- Genre: Arts organization and festival
- Frequency: Annual festival with year-round programs
- Location: Lake City, South Carolina
- Prize money: Over $100,000
- Website: artfieldssc.org

= ArtFields =

ArtFields is an American organization that hosts the arts festival of the same name in Lake City, South Carolina. ArtFields is the largest art competition in the southeastern United States. The organization also hosts year-round exhibitions and a public art program.

== History ==
ArtFields competition and festival was founded by investor Darla Moore in her hometown of Lake City, South Carolina. She cofounded the festival with a group of women from Lake City, including Carla Angus, the festival's program director. Historically, Lake City was an important producer of tobacco, green bean and strawberry crops. The town's economy suffered from the decline of the tobacco market, and because it was bypassed when the interstate highways were built.

The inaugural festival was held in 2013, and ran for 10-days. It had approximately 10,000 attendees, and generated an estimated $5 million of tourism, employment, and construction. It became a 17-day festival that occurs every April.

The organization supports arts initiatives and exhibitions year-round.

After the organization's founding, the number of public art installations, hotels and restaurants in Lake City increased. New art studios and galleries were also founded in the town, and artists began to relocate there. The Jones-Carter Gallery opened in 2013 in a renovated feed-and-seed store, and the TRAX Visual Art Center opened in 2018. In 2024, ArtFields opened Acline Studios which includes eight individual artist studios and hosts exhibitions.

The festival has caused increased foot traffic for institutions in Lake City like the Ronald E. McNair Life History Center.

== Competition ==
The competition offers over $100,000 in cash prizes, including a $50,000 grand prize and several juried or people's choice awards. The festival exhibits works by contemporary artists in the Southeastern United States; competitors must reside in Alabama, Arkansas, Florida, Georgia, Kentucky, Louisiana, Mississippi, North Carolina, South Carolina, Tennessee, Virginia or West Virginia. During the festival, art from the competition is exhibited in local venues like restaurants, barbershops, and warehouses.

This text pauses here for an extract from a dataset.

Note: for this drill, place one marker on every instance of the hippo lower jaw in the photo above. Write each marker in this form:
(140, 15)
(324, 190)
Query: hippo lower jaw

Winning artworks from the competition are kept in a permanent collection. The collection has been exhibited at museums like the 701 Center for Contemporary Art in Columbia, South Carolina. In 2025, the Franklin G. Burroughs-Simeon B. Chapin Art Museum in Myrtle Beach, South Carolina exhibited previous winners of Grand Prize, Second Place and People’s Choice awards.

The festival also includes programs like workshops, food, concerts, games, and book signings.

The ArtFields Jr. program hosts art classes, workshops, and a competition for students in Grade 1 through Grade 12.